This is, indeed, exactly what a French group of investigators recently suggested in a paper in Frontiers in Immunology, 1 and we wish we could believe it. Their study allegedly started with several logical first steps: They enrolled 493 between 2015 and 2023 (quite a long, drawn-out study!) in whom they obtained luteal-phase endometrial biopsies, which were used to perform what the investigators called “endometrial immune profiling.” Without going into too much detail, such profiling involved certain cytokine biomarkers. If this testing revealed an immunological endometrial “dysregulation,” these patients were randomized to standard IVF (no immune treatment) or so-called “personalized” embryo transfer they also called “precision therapy” and, as they explained, adapted to the immune abnormalities found. The primary endpoint of the study was live birth rate in a first embryo transfer.
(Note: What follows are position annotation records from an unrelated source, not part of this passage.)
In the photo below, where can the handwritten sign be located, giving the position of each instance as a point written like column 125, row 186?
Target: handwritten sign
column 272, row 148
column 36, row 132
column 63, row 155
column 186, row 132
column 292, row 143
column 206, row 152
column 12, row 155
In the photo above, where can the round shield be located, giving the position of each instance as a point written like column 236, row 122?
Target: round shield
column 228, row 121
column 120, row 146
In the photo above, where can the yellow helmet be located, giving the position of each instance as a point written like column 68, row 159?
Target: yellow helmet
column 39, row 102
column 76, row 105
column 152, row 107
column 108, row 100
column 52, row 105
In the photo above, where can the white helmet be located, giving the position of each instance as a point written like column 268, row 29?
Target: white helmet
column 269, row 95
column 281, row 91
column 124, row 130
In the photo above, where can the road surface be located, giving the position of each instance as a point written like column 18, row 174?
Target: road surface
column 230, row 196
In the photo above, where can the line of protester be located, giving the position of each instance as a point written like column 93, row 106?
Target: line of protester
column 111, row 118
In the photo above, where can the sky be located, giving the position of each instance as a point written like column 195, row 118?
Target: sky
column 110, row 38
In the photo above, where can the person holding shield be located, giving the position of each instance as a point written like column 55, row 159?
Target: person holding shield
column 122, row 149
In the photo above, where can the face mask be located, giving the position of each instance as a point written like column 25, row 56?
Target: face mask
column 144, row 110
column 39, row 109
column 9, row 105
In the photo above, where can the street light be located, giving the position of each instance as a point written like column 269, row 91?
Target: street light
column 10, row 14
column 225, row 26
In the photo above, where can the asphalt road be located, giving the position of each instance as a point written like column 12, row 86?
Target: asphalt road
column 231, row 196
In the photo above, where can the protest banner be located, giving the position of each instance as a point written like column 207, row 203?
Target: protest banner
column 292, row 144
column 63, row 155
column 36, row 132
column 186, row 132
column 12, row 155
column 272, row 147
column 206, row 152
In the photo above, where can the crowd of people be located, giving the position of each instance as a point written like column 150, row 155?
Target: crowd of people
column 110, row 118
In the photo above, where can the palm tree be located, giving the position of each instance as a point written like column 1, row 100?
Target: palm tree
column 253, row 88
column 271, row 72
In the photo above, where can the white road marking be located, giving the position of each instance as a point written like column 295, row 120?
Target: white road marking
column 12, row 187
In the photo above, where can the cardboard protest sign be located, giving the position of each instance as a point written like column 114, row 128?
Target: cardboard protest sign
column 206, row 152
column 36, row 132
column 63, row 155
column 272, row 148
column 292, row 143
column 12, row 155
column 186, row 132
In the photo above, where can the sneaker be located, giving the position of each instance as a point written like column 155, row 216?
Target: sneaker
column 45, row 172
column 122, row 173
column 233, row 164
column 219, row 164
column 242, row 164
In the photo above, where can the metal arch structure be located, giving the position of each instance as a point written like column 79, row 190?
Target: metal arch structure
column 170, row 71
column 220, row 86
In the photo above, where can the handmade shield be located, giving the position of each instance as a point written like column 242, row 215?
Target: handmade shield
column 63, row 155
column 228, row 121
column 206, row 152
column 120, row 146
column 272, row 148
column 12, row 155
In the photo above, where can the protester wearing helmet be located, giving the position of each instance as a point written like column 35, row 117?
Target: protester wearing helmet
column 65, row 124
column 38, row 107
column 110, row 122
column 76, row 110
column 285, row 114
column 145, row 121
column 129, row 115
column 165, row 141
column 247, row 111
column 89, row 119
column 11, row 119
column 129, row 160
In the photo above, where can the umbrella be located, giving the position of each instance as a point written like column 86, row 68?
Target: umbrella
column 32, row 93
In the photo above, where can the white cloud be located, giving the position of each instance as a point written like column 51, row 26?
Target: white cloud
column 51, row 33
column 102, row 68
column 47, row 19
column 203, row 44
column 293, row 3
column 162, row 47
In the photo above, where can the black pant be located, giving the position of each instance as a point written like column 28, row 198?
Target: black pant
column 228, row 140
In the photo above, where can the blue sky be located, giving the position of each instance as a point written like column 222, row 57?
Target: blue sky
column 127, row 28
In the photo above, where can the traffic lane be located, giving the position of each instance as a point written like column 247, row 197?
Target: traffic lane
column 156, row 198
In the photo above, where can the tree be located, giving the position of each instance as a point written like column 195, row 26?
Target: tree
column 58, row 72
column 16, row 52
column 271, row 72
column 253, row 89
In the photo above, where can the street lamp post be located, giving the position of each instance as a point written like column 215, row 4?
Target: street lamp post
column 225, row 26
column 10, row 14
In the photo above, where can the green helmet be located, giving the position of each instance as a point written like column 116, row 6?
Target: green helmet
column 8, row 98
And the claim then was that the live birth rate with precision care (41.4%) was significantly better than with standard IVF (29.7%; P =0.035), - by no means an impressive difference and especially troubling because the authors noted that the difference was especially notable in patients with morphologically poor embryos and women with 2 or more failed embryo transfers. Our interpretation of these latter associations would, indeed, be that something else but the endometrium may be the problem in these IVF cycles. How can one keep treatment protocols in IVF steady over so many years? And then on top of it, there were all of these individual so-called “precision” treatments which, of course, greatly varied but really only impressed based on their total lack of sophistication: Endometrial scratching, supplementation with hCG in the luteal phase, and advise to have sexual intercourse post-embryo transfer. What kind of “immunological precision medicine is that?

Moreover, the protocol changed halfway, basically simply giving up on randomization. And then in 2017 inclusion criteria were amended. In short, not surprising at all, given the alleged 10-year study length, this was anything but a prospectively randomized study. In short, yet another completely worthless immunological study making completely unwarranted claims about reproductive immunology. This will not help the recovery of the reproductive immunology field, and, on a sidenote, it will also not help the poor image of the Frontier journals in the scientific community. And we almost forgot, the first two authors allegedly were awarded two patents for the treatment(s) in this paper. What a crazy world we are living in, and – clearly a “WORST PAPER IN THE VOICE AWARD” from CHR.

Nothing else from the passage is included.